Solamente una puntualización: Las 3 primeras fotos  del post del 24-nov-2015 si que corresponden al Pantano de Marcet en la localidad de Granera  (https://www.google.es/maps/@41.73534.../data=!3m1!1e3)  , pero las 4 últimas corresponden a otro pantano, al Pantano de les Conques sobre el rio Ripoll y situado en Sant Llorenç Savall (https://www.google.es/maps/@41.68439.../data=!3m1!1e3  ) .
El tipo de presa es claramente distinto.
Este  último pequeño pantano tiene la curiosidad de albergar una especie de náyade o bivalbo de agua dulce, la Anodonta cygnea fruto de una introducción hecha el año 1.980.
Saludos

----------

Jonasino (10-may-2016)

----------


## titobcn

> Hola, el otro dia descubrí este pequeño pantano en la Provincia de Barcelona en el termino municipal de granera, esta en muy mal estado y abandonado, no me atreví a pasar por la coronación, porque daba miedo pasar
> por encima, no tengo ningun dato ni se para que servia en su dia.
> aqui os dejo unas fotos.
> las ultimas son del rio Ripoll a su paso por la zona industrial de sant LLorenç de Savall.

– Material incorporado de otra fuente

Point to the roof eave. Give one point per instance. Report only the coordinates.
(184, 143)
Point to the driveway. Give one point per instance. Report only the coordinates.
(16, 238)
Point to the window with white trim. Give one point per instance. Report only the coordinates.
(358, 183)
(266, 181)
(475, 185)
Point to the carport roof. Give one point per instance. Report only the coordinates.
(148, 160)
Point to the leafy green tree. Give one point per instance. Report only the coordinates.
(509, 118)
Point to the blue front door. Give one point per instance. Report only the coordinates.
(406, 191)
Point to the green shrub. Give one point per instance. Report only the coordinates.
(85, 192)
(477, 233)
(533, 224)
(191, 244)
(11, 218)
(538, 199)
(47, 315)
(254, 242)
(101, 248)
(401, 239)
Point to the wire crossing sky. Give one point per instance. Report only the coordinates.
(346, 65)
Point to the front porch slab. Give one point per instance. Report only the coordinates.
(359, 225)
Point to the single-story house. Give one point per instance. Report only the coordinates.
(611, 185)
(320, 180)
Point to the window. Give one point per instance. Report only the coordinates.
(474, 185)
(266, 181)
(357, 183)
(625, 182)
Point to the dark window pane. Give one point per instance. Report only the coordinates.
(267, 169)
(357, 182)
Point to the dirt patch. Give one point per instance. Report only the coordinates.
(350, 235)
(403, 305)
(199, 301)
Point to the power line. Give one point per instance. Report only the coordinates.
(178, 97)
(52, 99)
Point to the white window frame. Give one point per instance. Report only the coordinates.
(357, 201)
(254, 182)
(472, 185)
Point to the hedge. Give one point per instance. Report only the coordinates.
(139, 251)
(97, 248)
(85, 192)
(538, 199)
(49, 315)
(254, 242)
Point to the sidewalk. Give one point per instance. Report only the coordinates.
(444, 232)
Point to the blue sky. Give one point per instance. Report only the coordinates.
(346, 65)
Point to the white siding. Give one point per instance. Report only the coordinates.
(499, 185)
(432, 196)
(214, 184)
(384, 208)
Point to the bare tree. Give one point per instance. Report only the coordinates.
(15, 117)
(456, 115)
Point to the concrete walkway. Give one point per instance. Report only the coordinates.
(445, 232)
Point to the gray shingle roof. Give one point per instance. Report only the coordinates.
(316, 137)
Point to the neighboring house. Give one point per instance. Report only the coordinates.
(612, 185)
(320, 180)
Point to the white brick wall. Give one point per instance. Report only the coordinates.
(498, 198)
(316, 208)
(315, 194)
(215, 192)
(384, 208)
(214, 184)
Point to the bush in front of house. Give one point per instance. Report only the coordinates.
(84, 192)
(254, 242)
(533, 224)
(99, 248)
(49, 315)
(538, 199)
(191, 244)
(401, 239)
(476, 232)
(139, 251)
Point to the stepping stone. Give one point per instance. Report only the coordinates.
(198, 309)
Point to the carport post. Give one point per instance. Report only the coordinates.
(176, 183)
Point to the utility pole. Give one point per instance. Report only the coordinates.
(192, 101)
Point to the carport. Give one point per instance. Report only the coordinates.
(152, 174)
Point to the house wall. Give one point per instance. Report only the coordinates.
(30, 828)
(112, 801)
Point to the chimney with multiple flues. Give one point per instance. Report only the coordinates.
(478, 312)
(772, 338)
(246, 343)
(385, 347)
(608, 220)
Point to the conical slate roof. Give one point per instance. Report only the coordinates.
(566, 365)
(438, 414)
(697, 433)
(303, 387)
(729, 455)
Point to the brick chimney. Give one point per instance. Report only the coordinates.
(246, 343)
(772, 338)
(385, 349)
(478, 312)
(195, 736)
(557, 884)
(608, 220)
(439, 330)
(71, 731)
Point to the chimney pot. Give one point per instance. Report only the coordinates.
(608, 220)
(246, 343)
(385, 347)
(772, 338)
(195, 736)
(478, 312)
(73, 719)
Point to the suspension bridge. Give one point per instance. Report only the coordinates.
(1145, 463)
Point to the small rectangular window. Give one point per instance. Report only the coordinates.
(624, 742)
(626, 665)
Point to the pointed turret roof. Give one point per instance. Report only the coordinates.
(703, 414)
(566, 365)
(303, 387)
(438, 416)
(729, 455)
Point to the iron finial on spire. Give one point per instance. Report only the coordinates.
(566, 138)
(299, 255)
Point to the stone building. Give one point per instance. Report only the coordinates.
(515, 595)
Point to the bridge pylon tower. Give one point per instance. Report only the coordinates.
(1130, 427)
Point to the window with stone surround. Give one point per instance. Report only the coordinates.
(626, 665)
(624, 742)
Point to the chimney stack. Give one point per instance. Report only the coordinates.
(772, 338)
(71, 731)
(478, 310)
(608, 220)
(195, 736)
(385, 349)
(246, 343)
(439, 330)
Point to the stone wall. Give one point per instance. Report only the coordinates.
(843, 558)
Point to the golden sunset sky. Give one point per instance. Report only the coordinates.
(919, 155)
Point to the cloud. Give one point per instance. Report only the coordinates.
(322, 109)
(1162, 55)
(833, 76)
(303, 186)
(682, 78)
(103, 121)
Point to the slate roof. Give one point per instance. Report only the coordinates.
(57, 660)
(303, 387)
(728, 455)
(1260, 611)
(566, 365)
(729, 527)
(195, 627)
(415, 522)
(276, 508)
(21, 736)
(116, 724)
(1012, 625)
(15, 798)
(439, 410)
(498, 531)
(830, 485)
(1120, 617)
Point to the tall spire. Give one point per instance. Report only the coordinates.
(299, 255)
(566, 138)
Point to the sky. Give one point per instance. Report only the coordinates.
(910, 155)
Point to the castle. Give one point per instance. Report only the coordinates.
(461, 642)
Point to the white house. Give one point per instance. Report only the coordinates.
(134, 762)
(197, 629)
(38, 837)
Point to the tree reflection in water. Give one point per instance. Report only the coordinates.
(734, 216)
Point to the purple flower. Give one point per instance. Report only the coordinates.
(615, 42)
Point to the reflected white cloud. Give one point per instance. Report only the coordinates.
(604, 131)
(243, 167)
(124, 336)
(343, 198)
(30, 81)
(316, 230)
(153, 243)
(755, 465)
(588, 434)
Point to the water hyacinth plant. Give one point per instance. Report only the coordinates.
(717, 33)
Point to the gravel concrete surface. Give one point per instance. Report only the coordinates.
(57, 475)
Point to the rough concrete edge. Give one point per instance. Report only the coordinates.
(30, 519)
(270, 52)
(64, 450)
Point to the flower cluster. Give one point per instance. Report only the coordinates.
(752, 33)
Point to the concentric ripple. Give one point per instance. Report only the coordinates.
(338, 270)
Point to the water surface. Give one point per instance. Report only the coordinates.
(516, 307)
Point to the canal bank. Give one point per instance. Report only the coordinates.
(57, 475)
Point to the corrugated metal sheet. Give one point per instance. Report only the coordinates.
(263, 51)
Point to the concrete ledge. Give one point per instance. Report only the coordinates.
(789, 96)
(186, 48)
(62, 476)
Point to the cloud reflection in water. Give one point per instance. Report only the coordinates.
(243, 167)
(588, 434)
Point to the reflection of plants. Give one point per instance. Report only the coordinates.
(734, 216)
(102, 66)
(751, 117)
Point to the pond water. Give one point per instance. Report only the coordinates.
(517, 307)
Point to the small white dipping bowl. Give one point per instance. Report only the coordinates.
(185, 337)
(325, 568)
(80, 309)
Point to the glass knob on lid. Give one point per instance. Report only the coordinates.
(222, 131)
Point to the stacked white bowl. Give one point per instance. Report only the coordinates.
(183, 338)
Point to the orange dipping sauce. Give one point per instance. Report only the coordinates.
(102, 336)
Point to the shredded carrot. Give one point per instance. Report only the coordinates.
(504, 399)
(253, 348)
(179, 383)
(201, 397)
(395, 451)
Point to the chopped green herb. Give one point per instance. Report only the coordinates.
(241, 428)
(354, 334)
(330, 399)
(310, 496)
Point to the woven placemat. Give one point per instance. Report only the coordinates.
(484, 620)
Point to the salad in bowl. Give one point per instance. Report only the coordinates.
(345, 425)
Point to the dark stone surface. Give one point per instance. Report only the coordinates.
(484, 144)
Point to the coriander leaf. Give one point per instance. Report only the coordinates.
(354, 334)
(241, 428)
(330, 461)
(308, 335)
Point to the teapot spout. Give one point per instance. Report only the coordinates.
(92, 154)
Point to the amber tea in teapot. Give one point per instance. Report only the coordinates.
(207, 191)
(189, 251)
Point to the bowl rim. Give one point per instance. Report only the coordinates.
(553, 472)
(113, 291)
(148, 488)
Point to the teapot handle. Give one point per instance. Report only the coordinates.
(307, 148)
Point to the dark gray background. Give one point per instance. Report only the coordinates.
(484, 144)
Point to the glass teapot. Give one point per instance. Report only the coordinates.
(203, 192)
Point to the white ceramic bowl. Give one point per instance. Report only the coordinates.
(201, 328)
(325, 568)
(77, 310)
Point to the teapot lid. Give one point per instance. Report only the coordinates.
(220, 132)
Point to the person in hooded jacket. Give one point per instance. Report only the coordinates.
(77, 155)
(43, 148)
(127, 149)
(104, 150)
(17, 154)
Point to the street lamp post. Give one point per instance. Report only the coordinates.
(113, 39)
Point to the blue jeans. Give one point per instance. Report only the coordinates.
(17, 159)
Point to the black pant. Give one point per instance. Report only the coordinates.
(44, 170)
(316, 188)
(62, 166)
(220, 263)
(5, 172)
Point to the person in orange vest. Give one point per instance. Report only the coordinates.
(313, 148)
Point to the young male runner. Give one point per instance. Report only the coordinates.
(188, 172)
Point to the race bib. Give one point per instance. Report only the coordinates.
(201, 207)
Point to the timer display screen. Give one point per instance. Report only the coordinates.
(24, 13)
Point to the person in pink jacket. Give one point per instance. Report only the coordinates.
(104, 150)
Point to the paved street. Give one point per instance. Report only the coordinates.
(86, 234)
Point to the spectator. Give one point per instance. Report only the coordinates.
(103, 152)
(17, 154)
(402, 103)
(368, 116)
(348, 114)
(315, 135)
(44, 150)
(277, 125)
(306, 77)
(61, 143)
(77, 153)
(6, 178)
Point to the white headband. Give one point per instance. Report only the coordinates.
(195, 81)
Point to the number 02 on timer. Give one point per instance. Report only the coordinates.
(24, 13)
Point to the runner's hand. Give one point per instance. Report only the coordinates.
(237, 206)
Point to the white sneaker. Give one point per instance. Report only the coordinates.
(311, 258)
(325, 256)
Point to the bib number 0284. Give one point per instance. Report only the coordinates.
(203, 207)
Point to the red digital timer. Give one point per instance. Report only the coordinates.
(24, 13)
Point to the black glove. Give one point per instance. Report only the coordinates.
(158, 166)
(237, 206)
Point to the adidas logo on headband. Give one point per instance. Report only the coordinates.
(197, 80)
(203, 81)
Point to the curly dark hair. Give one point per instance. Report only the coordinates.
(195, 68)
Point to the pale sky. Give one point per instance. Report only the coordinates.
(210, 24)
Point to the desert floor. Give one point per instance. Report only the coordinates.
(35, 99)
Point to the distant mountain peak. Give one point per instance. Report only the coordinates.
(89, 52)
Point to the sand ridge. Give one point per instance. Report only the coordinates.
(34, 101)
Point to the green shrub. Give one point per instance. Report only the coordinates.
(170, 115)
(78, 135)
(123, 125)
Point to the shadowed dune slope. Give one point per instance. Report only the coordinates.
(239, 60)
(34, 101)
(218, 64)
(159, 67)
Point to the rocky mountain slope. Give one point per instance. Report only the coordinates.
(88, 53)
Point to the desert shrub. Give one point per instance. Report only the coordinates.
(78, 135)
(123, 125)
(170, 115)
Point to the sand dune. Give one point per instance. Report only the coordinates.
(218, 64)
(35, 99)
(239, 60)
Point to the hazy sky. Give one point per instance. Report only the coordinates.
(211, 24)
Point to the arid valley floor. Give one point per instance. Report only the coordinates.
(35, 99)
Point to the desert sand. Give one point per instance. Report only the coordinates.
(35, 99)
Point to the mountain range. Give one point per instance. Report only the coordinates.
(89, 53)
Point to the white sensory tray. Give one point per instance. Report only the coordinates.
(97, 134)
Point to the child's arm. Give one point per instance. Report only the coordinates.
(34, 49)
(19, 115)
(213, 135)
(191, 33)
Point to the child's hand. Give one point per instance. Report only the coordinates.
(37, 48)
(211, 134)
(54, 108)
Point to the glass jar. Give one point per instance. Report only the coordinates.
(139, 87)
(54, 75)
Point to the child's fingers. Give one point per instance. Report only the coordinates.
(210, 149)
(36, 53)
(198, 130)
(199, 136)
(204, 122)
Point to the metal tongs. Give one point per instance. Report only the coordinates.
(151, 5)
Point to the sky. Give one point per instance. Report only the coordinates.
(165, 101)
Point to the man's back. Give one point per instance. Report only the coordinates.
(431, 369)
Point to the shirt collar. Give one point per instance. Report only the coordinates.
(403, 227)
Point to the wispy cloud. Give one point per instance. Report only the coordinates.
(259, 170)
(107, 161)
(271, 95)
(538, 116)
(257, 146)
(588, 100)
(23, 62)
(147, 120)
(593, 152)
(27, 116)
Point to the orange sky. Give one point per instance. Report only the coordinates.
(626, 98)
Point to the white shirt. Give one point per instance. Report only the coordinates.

Gracias por la puntualización Luisito1963, pero si lees bien el post en las ultimas lineas lo dejo explicado, un cordial saludo.

----------


## seergi13

Buenas, soy vecino del municipio colindante, puedo decir que me he bañado, me baño y me seguiré bañando todos los años que pueda en este lago (como mucha gente de los alrededores) Ves un domingo de julio a ver si tienes sitio para poner la silla ajajja, por no mencionar la cantidad de veces que he cruzado por el arco (como hacen todos los que van para cruzar al otro lado) y toda la gente que salta des de ahí. No está permitido el baño aunque casi todos hacen caso omiso, digamos que si quieren pueden decirte algo. Saludos.

----------